Daniel Romano verovert al jaren de wereld met zijn hartverscheurende country in de klassieke zin des woords. Een genre waar Romano zichzelf overigens niet mee associeert. Hij spreekt liever van de term ‘mosey.’ Romano’s nieuwste album – toepasselijk Mosey getiteld – laat op indrukwekkende wijze horen wat dit zelfbedachte genre inhoudt.

Romano noemt het een ‘ontsnappingsplan.’ In de hedendaagse country vindt hij niks terug van de oorspronkelijke Amerikaanse plattelandsmuziek, zo vertelt hij aan het Belgische HUMO. De countrypopdeuntjes van nu hebben nauwelijks nog met Hank Williams of Merle Haggard te maken. Zijn muziek als country beschouwen zou volgens Romano dan ook verkeerde verwachtingen scheppen. Het verklaart zijn keuze voor ‘mosey.’

Toch kan niemand eromheen dat de country van Romano’s muziek afspat. Ook op Mosey zorgt de overduidelijke countrysaus over onder meer I’m Alone Now en (Gone Is) But A Quarry Of Stone voor een vrachtlading aan weemoed. Waar dit op zijn vorige albums van begin tot eind voortduurde, laat Mosey horen hoe veelzijdig en rekbaar Romano’s muziek is.

De albumcover van Mosey doet al vermoeden dat Romano een transitie heeft doorgemaakt ten opzichte van zijn vorige werk. Waar de Canadees met name op zijn laatste twee albumhoezen de countryclichés niet schuwde (hoed, sigaret, cowboysnor), gaat Mosey gepaard met een stijlvolle zwart-witfoto die doet denken aan vroege albumcovers van Bob Dylan of Tim Buckley.

Die transitie is ook op de inhoud van het album terug te horen. De arrangementen van de nummers zijn rijker, de variatie tussen nummers groter. Maar telkens met ‘mosey’ als basis. Dus of het nu de knallende, door blazers gedragen openingstrack Valerie Leon is, of de lome pianoballad One Hundred Regrets Avenue: de onderlinge eenheid blijft knap genoeg hoorbaar.

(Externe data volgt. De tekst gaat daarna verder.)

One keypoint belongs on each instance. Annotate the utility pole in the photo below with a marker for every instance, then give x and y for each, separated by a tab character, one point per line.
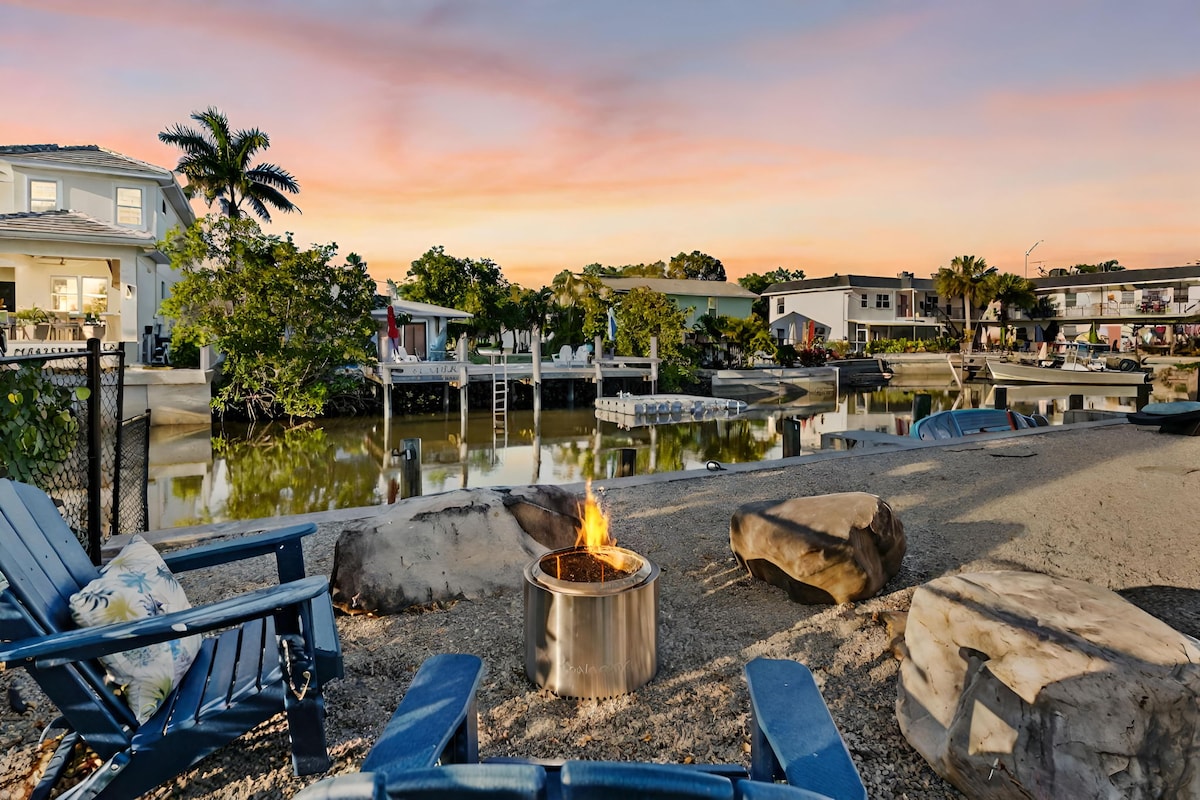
1027	257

Toulouse is een nummer dat wel eens een flinke cultstatus onder fans kan opbouwen. De tekst is wat simpel (‘woo woo woo, oh I love you too’) en het Franstalige gefluister wellicht over de top. Romano weet ermee weg te komen. De gitaarriff is aanstekelijk, het orgel ratelt en stilzitten is haast onmogelijk. Het schrijven van de tekst van The Collector is eveneens geen al te grote uitdaging geweest, maar dat is dankzij de zang, de piano en de zwaar aangezette sixties-psychedelica al snel vergeten en vergeven.

Romano besluit het absolute hoogtepunt voor het laatst te bewaren. Op Dead Medium waant de zanger zich voor even bandlid van The Black Keys. Ook garagerock blijkt zo uitstekend te mengen met ‘mosey.’ Een vlammend einde. Het aan het eind hoorbare applaus is niet minder dan verdiend.

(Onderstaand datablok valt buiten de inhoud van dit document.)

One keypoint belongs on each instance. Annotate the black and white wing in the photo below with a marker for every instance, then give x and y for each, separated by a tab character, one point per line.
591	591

Mosey is een pracht van een album. Romano leeft zich als zelfbenoemde ‘King of Mosey’ volledig uit en weet zijn sound in de volle breedte te benutten. Muziek kan ontroeren. Muziek kan ontspannen. Muziek kan energie geven. Maar muziek kan ook gewoon heel erg leuk zijn. Niet alleen Daniel Romano eindigt Mosey met een lach, de luisteraar zal met exact dezelfde vrolijkheid de weg naar het begin van de plaat moeiteloos terugvinden.